Thursday, August 7, 2014

Circa “S” directed by Yaron Lifschitz

Circa “S directed by Yaron Lifschitz.  Technical / lighting director: Jason Organ; costumes designer: Libby McDonnell; music composed by Kimmo Pohjonen and Samuli Kosminen (Copyright Control/ TEOSTO) performed by: Kronos Quartet / Kimmo Pohjonen / Samuli Kosminen from the album Uniko courtesy of Hoedown Arts, Helsinki; additional music and sound composed by Purcell, Viñao, Múm and the cast: Nathan Boyle, Jessica Connell, Gerramy Marsden, Daniel O’Brien, Brittanie Portelli, Kimberley Rossi, Duncan West.

Canberra Theatre Centre, August 6-9, 2014
Reviewed by Frank McKone
August 6

In recent times I have seen Circus Oz: From the Ground Up (Australian Indigenous reconciliation theme on a building site); Okham’s Razor: Arc, Memento Mori & Every Action… (UK aerial dances); Circolombia: Urban (city street life in Colombia); and now Circa’s S (Australian work by Yaron Lifschitz “of philosophical and poetic depth from the traditional languages of circus”).  All are examples of what is now being termed ‘contemporary circus’.

This genre is generally to be supposed to have been begun by Canada’s Cirque du Soleil and, according to Wikipedia was self-described as a "dramatic mix of circus arts and street entertainment". It is the largest theatrical producer in the world. Based in Montreal, Quebec, Canada, and located in the inner-city area of Saint-Michel, it was founded in Baie-Saint-Paul in 1984 by two former street performers, Guy Laliberté and Gilles Ste-Croix.  But Circus Oz claims that Circus Oz was founded in 1978 as an amalgamation of two already successful Australian groups, Soapbox Circus and the New Circus.
http://en.wikipedia.org/wiki/Cirque_du_Soleil
http://www.circusoz.com/circus-oz/history.html

The entertainment value of contemporary circus has made it a world-wide phenomenon, so the first quality to look for is the performers’ skills.  The ensemble performing S are perhaps the best I’ve seen, not just because they perform each movement, on the floor or in the air, with more precision than I’ve seen from many Olympic gymnastic contenders, but especially because of the complex shifting required from one movement to the next in a highly detailed choreography, and because of the timing of the movement to create the mood changes of the piece.

S is different from the other three companies' work.  Though closest to Okham’s Razor is style, S is not about telling stories.  Okham’s Razor’s works that I saw were like three visual video artworks, using a storyline as the basis for each relatively short piece.  S is one complete dance over 85 minutes, not structured around a storyline but as a work of changing moods as the figures experience a kind of lifetime.  The images are not obvious, as if representing the reality of a life, but are highly abstract.  The qualities of the physical movement as ‘scenes’ progress alter the mood on stage just as they do in modern dance.  The work becomes a metaphor which we interpret through the feelings created in us.  In other words, S is, as director Lifschitz hoped, a poetic work spoken in the language of circus.

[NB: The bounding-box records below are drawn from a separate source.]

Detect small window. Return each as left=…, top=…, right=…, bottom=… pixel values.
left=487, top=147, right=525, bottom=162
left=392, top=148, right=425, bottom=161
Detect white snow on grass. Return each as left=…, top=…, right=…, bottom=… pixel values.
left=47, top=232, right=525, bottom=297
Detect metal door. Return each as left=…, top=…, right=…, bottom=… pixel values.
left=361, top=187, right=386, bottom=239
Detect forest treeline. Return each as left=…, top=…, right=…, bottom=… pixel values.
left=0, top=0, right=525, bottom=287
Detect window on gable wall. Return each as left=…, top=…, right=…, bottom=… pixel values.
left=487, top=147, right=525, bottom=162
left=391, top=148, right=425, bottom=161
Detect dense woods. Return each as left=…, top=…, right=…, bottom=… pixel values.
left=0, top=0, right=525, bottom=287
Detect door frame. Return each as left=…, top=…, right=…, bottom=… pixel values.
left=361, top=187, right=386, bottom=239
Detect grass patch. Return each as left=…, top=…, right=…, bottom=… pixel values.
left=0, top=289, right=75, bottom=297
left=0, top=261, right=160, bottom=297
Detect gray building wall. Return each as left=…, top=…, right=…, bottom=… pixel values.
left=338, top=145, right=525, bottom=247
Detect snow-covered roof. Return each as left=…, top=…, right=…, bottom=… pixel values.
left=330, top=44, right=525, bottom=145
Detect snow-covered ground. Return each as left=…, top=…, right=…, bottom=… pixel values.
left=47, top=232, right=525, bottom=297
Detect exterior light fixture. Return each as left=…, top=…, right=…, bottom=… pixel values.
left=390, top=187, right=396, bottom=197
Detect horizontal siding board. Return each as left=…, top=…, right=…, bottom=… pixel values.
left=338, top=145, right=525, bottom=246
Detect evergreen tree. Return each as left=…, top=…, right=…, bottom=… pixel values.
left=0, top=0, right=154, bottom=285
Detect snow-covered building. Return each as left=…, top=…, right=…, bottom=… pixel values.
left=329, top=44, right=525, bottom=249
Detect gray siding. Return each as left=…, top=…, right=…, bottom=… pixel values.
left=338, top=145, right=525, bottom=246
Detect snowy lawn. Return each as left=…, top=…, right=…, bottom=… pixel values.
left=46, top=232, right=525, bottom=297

Though life begins, as a figure is drawn upwards from the floor by a suspended glowing light (a ‘star’ perhaps), and life ends as the star, and the figure beneath, descends and dims to dark, the feeling of joy in life and satisfaction in so skilfully creating a life well-lived flowed off the stage for a warmth of applause and appreciation beyond what one might expect of a mere entertainment.

Circa’s S has taken ‘contemporary’ circus to a new level of artistry, and establishes the company firmly in the forefront of what is now a genre almost 40 years old.  It, I think, takes its place alongside the new developments in dance-drama, or dance-theatre, that we see in the work of Kate Champion’s Force Majeure Dance Company in linking with actors and playwrights, such as in Food by Steve Rodgers.  These new forms of stage work make Australian theatre an exciting place to be.